Misleading times displayed in the flame graph, should show number of samples instead
Profile: https://share.firefox.dev/341Msw7
This is a profile where the profiler was not able to obtain a lot of samples. When hovering over boxes in the flame graph, I see some very large times displayed. It seems these times are computed by multiplying the sample percentage with the duration of the selected range? That's rather misleading. Let's display the raw sample counts instead.
Steps to reproduce:
- Load the profile. https://share.firefox.dev/341Msw7
- Hover the function NtGdiDdDDIMakeResident (in the middle at the top).
Expected results: The tooltip should display "22 samples (13%)", just as in the call tree.

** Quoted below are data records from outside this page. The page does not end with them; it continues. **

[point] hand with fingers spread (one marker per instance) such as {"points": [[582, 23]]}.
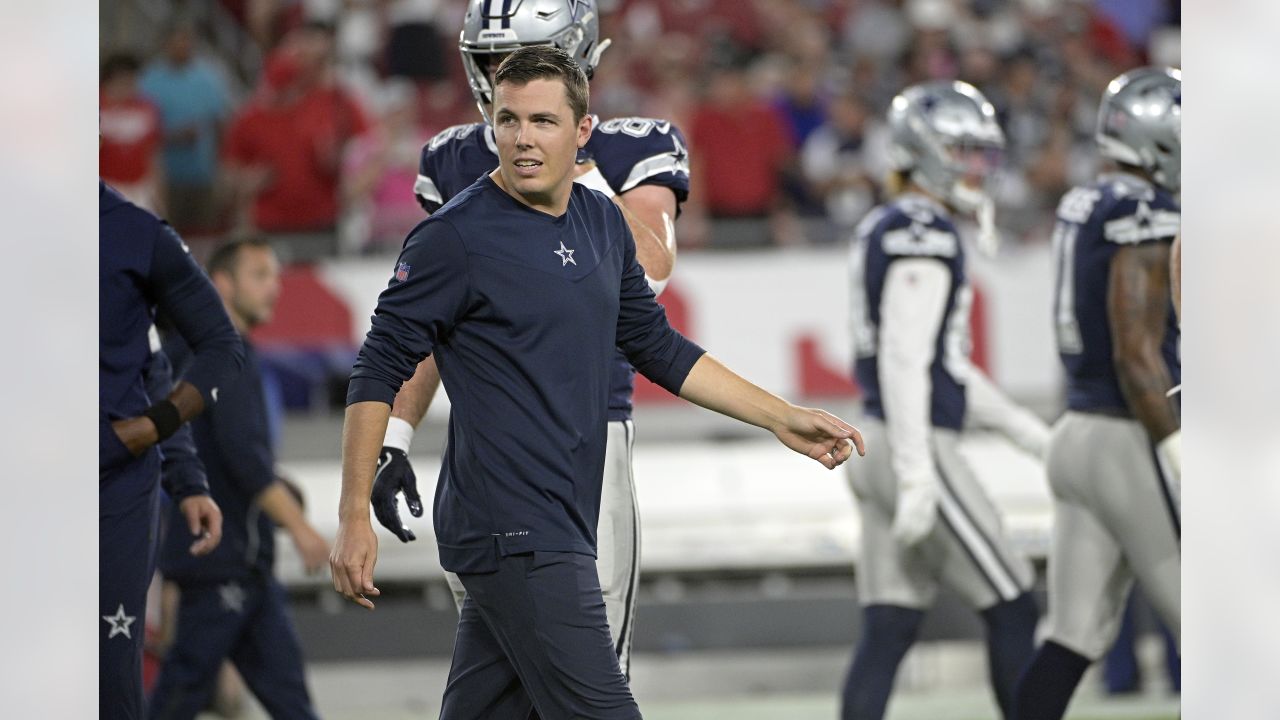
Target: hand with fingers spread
{"points": [[821, 436], [204, 520], [355, 552], [917, 511], [394, 475]]}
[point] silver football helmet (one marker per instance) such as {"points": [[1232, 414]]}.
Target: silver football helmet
{"points": [[1141, 123], [945, 132], [494, 27]]}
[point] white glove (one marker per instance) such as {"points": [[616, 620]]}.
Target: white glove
{"points": [[1169, 452], [400, 434], [594, 180], [917, 511]]}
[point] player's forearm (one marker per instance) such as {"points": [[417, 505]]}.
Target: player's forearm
{"points": [[282, 507], [362, 433], [415, 396], [905, 400], [1144, 382], [714, 387], [1137, 309]]}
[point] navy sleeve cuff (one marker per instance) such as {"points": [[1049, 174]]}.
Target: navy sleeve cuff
{"points": [[361, 390], [184, 482], [671, 376]]}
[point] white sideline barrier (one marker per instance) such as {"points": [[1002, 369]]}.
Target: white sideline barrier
{"points": [[748, 505]]}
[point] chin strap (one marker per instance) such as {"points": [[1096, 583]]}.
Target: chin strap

Actual results: The tooltip displays "4,053ms (13ms)".
Oh, I just saw that it actually does display the sample count in a table further down in the tooltip. This makes this problem less severe. Still, I think presenting the "made-up times" in the most prominent place is misleading, and it would be better to display the number we know (sample count) first.

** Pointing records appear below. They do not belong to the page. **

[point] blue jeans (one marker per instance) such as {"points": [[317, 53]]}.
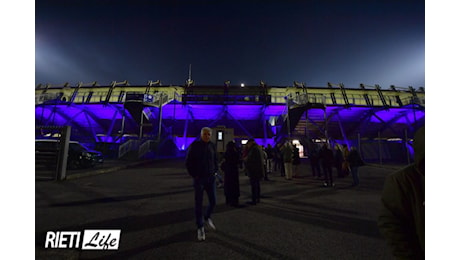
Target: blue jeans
{"points": [[354, 173], [201, 184]]}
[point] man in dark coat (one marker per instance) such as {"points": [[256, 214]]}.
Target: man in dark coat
{"points": [[255, 169], [402, 218], [202, 164], [231, 174], [327, 160]]}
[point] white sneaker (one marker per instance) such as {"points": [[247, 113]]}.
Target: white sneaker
{"points": [[201, 234], [210, 224]]}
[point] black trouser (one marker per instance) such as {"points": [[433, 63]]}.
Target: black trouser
{"points": [[255, 189], [327, 169]]}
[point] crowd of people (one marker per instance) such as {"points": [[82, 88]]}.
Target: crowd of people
{"points": [[258, 163], [401, 220]]}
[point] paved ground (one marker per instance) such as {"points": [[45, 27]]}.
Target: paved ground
{"points": [[152, 204]]}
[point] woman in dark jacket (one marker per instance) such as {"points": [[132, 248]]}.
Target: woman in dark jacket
{"points": [[231, 176], [355, 161]]}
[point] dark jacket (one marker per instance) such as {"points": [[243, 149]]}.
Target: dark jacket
{"points": [[354, 159], [201, 159], [402, 217], [326, 156], [255, 162]]}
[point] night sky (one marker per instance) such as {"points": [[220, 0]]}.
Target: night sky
{"points": [[315, 42]]}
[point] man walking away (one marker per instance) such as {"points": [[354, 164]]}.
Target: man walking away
{"points": [[202, 164], [255, 169]]}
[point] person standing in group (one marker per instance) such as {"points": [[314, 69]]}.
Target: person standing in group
{"points": [[345, 165], [202, 164], [279, 159], [231, 174], [327, 160], [287, 154], [295, 160], [313, 155], [269, 162], [402, 217], [255, 169], [264, 157], [355, 161], [338, 161]]}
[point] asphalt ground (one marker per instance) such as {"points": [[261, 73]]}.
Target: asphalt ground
{"points": [[152, 202]]}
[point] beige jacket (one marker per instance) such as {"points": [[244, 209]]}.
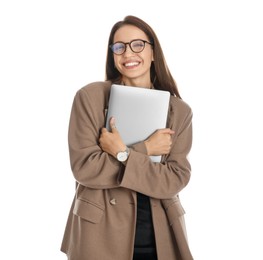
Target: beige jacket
{"points": [[102, 219]]}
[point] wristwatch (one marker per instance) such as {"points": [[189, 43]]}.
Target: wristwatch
{"points": [[123, 155]]}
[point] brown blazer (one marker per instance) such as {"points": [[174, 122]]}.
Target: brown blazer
{"points": [[101, 222]]}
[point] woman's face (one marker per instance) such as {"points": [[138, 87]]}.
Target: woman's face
{"points": [[134, 67]]}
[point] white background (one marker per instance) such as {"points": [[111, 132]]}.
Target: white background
{"points": [[50, 49]]}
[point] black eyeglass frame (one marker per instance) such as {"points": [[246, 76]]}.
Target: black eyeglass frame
{"points": [[129, 43]]}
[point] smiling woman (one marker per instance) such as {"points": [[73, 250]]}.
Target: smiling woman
{"points": [[127, 206]]}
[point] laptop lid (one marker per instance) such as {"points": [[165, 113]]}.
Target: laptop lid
{"points": [[139, 112]]}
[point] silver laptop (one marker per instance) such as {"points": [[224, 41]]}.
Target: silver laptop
{"points": [[138, 112]]}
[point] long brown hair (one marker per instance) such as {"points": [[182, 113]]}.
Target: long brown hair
{"points": [[160, 73]]}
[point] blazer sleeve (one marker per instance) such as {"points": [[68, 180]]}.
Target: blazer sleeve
{"points": [[91, 166], [166, 179]]}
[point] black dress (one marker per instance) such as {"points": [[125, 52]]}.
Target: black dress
{"points": [[144, 245]]}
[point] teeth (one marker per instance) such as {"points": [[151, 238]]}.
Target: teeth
{"points": [[131, 64]]}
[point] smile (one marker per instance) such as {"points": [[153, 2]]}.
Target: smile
{"points": [[131, 64]]}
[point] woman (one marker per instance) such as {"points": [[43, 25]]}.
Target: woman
{"points": [[128, 208]]}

@mstange can I try my hands on this?
I don't think this is ready to be worked on just yet. For now it's just my opinion; I would like to get input from others about how this problem should be solved.
I don't think this is ready to be worked on just yet. For now it's just my opinion; I would like to get input from others about how this problem should be solved.
Okay. I'll be waiting
I kinda like the times there, especially because this lets the Flame graph show values that match the Stack chart. But I understand your concern. I wonder if it would work if we included something giving a hint about the level of confidence people should have in the number, maybe something like "80% of samples missing in this interval"

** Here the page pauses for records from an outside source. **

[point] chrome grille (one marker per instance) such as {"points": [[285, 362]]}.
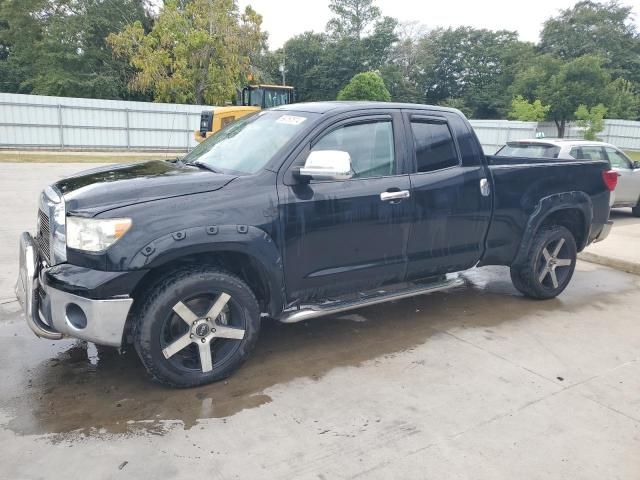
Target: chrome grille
{"points": [[43, 235]]}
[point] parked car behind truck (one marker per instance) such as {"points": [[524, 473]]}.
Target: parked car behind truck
{"points": [[627, 192], [294, 213]]}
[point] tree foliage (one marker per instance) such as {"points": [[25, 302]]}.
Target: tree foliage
{"points": [[526, 111], [196, 53], [59, 47], [605, 30], [201, 51], [365, 86], [591, 120], [563, 86], [475, 66]]}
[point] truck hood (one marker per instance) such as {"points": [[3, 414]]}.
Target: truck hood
{"points": [[94, 191]]}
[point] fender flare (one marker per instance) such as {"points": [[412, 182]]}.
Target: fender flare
{"points": [[575, 200], [251, 241]]}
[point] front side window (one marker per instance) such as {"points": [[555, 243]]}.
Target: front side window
{"points": [[370, 146], [248, 144], [434, 146], [618, 159]]}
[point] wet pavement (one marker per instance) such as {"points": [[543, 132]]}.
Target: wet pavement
{"points": [[476, 382]]}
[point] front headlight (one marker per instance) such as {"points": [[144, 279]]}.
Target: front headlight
{"points": [[95, 234]]}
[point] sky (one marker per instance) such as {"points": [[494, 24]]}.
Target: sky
{"points": [[286, 18]]}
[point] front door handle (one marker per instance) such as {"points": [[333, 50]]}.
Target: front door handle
{"points": [[397, 195]]}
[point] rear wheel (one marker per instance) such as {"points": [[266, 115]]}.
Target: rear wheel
{"points": [[550, 264], [196, 327]]}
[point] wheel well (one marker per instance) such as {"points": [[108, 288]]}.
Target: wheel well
{"points": [[242, 265], [573, 220]]}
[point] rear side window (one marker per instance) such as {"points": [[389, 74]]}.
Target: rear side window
{"points": [[434, 146], [617, 159], [588, 153]]}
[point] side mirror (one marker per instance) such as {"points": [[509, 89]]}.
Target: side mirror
{"points": [[327, 165]]}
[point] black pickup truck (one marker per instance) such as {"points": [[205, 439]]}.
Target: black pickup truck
{"points": [[294, 213]]}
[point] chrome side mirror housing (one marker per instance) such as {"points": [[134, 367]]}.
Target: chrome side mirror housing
{"points": [[327, 165]]}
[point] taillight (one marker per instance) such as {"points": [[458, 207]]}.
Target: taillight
{"points": [[610, 178]]}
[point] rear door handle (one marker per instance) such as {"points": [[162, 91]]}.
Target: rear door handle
{"points": [[391, 196]]}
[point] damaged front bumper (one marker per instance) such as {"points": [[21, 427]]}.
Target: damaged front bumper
{"points": [[52, 313]]}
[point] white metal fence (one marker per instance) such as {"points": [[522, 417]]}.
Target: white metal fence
{"points": [[493, 134], [35, 121], [624, 134]]}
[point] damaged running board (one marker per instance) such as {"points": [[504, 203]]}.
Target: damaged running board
{"points": [[365, 299]]}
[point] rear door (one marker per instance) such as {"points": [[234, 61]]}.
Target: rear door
{"points": [[451, 194]]}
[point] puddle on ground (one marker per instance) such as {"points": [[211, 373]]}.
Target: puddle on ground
{"points": [[71, 387]]}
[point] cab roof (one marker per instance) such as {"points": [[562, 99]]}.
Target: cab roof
{"points": [[559, 142], [345, 106]]}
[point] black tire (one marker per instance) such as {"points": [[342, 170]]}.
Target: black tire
{"points": [[158, 326], [535, 277]]}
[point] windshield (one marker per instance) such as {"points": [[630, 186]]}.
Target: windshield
{"points": [[248, 144], [531, 150]]}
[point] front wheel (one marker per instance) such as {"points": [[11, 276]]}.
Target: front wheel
{"points": [[550, 264], [196, 327]]}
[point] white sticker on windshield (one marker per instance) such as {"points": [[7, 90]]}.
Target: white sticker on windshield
{"points": [[291, 120]]}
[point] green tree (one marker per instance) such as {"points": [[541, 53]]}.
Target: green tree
{"points": [[591, 120], [58, 47], [606, 30], [623, 100], [401, 69], [352, 18], [365, 86], [197, 52], [477, 66], [525, 111], [358, 38], [563, 86]]}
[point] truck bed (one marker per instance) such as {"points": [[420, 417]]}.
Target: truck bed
{"points": [[519, 183]]}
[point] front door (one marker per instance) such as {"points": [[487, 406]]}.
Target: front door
{"points": [[346, 236], [451, 193]]}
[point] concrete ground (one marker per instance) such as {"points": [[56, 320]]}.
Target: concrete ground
{"points": [[621, 249], [476, 383]]}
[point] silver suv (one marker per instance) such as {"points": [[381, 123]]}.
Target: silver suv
{"points": [[627, 193]]}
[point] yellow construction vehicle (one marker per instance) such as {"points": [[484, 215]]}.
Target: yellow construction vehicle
{"points": [[251, 98]]}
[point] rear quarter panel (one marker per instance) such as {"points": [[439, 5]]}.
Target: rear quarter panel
{"points": [[519, 184]]}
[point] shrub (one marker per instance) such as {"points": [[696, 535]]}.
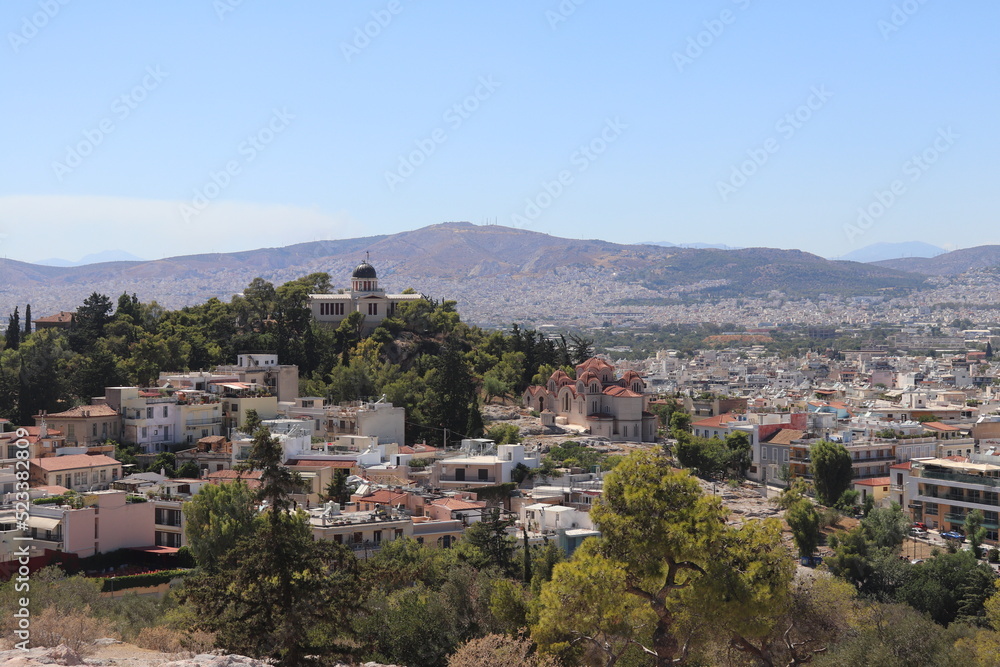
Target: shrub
{"points": [[141, 580], [167, 640], [499, 651], [75, 629]]}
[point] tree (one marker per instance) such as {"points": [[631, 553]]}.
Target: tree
{"points": [[13, 334], [804, 522], [739, 455], [680, 422], [586, 603], [499, 651], [490, 536], [656, 522], [89, 321], [831, 470], [975, 532], [217, 517], [886, 526], [278, 593]]}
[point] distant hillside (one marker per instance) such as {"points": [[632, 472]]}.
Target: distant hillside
{"points": [[760, 270], [93, 258], [877, 252], [948, 264], [482, 267]]}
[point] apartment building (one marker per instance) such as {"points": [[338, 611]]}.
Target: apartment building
{"points": [[84, 425], [78, 472], [941, 492]]}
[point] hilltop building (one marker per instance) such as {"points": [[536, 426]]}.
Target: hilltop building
{"points": [[364, 296]]}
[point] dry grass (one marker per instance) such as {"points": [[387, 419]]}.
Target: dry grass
{"points": [[75, 629]]}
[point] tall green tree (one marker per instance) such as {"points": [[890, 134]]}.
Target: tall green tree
{"points": [[975, 532], [803, 519], [217, 517], [13, 334], [831, 470], [656, 522]]}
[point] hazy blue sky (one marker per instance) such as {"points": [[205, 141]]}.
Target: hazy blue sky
{"points": [[117, 114]]}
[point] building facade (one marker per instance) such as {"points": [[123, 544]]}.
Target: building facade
{"points": [[363, 297]]}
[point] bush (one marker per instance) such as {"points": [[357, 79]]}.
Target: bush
{"points": [[499, 651], [141, 580], [166, 640], [75, 629]]}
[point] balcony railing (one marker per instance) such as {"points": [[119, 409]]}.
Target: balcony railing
{"points": [[958, 477], [203, 422]]}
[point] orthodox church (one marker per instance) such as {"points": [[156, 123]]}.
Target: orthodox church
{"points": [[608, 406]]}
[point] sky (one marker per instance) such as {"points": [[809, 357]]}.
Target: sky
{"points": [[175, 128]]}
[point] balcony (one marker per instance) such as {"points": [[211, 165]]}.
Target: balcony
{"points": [[964, 479], [873, 459], [203, 422]]}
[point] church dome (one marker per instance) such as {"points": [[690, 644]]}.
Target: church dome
{"points": [[364, 270]]}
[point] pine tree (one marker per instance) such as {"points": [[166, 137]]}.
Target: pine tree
{"points": [[13, 337]]}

I ran into this problem and it makes me question whether I know how to interpret the profiler or not. In particular, I noticed the flame graph visualization appears to be generated from the number of samples taken for a given function while the stack chart visualization is generated from the duration of the calls. For example, in my profile https://share.firefox.dev/3caTNy7, here's the flame graph:

And here's the associated stack chart:

This leads to some questions: why are they generated differently? Is one visualization more representative/trustworthy than the other and if so, which one? How is the call tree generated?
My underlying assumption is that the duration is considered trustworthy but, if that was true, I'd expect the solution to this problem would be to generate the flame graph from the duration to make it consistent with the stack chart and both representative of what the user experiences. However, the proposed solution is to use the sample count instead – which is not a user metric – which calls my assumption into question and thus how I interpret the profiler results.
Given my confusion, I think addressing this problem may make the profiler more intuitive to use so it seems like it'd be worth addressing sooner rather than later.
I ran into this problem and it makes me question whether I know how to interpret the profiler or not. In particular, I noticed the flame graph visualization appears to be generated from the number of samples taken for a given function while the stack chart visualization is generated from the duration of the calls.
That is correct, almost - the stack chart is generated from sample data, but taking into account each sample's timestamp. It makes a guess at the duration of the calls, but it can't know what functions ran between two samples.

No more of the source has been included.